The Discount Note and Cash Flow Industry is a very popular industry with a rich history. Historically, those involved with the industry have always included those that broker private mortgage promissory notes and 99% of the time, the notes are purchased at a discount to face value. Those involved in the mortgage note industry realized that other passive income streams also had the ability to be purchased at a discount. Taken on the whole, the traditional mortgage notes plus the other discovered income streams make up the products of the Cash Flow Industry.
The Discount Mortgage Note Industry
The business of purchasing, selling, or brokering discount notes is actually just one integral component of a much broader industry commonly referred to as the “paper industry“. The paper in the paper industry most often involves various types of debt obligations or I.O.U.s. Such debt obligations can be between two people, a person and a business, or between two businesses. The total size of the paper industry is enormous and dwarfs the traditional lending industry (banking). Those that practice in the industry do so by:
- Investing in one or more of the various financial components of the industry.
- Brokering a financial instrument to an industry lender of funding source for a fee.
- Acting as a business consultant for a flat fee or hourly charge.
The Cash Flow Industry
The “Cash Flow Industry” is a colloquial name given to the paper industry that generally deals with the buying, selling or brokering of certain consumer generated and commercially generated debt instruments in the secondary financial markets.
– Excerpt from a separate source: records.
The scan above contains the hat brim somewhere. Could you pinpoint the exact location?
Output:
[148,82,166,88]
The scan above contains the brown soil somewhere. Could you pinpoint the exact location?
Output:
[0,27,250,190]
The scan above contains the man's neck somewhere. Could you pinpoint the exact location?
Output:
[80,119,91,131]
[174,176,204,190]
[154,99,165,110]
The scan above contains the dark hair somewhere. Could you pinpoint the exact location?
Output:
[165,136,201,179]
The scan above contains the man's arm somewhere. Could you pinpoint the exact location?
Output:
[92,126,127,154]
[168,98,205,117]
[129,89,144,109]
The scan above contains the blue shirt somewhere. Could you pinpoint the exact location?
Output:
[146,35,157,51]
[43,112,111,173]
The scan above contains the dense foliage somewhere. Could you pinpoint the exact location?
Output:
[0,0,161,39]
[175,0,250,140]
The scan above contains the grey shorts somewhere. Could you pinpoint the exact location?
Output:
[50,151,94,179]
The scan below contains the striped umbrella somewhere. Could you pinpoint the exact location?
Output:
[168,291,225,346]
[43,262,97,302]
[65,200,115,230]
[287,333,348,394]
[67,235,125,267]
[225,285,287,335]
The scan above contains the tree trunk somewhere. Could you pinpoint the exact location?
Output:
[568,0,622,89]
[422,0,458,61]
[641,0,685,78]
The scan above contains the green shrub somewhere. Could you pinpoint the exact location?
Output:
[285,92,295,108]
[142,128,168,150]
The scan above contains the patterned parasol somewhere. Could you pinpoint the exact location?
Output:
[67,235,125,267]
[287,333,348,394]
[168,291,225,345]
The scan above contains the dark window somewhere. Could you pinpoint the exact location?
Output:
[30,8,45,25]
The industry is called cash flow because it most often involves the purchase or brokering of debt obligations in some form that include an income stream. In some cases, the income stream is contractually inherent such as the interest paid on a promissory note. In other instances the income stream is created by purchasing a financial obligation at a discount to its face value.
There are literally dozens of financial obligations that are periodically included in any formal registry of prospective “cash flow” opportunities. In general, they will fit into two broad categories:
▪ Consumer Obligations…to include obligations payable by an individual to another individual or business entity.
▪ Commercial Obligations…business to business obligations to also include governmental obligations
The Common Thread
Regardless of whether a particular paper industry obligation is consumer-based or commercial based, most have a common thread that qualifies them for inclusion in this unique arena of investment opportunity.
- First, all “paper industry” obligations represent some form of debt that is payable to the holder at a future date
- Second, the holders or beneficiaries of these obligations may periodically desire to sell them for immediate payment rather than waiting a given time for their maturity and future date payment.
The opportunity then presents itself to industry consultants or “brokers” to refer or become an intermediary between the owner of the debt instrument and an appropriate investment company. In some instances, these broker / consultants will purchase the debt instruments for their own investment portfolios due to the relatively high yields they may offer.
One of the most important concepts for investors to grasp regarding the various forms of promissory obligations available in the paper industry is the opportunity to discount or to purchase that paper at less than its true face value. Since the vast majority of industry paper has a payment stream that is contractually fixed, discounting or paying less for that fixed income stream can raise the investment yield substantially. It is clear to see, for example, that a $1,000 obligation that pays $100 per year will yield 10% to the investor. If the obligation was discounted and purchased at 75% of its face value or $750 yet still received the $100 per year payment stream, the investment yield would be slightly in excess of 13%…a significantly higher yield than the original 10%.
The discount that can be successfully negotiated between buyer and seller depends on many variables such as the motivation of the seller, the buyer’s desired yield, the security provided by the collateral, and the current interest available on other investments.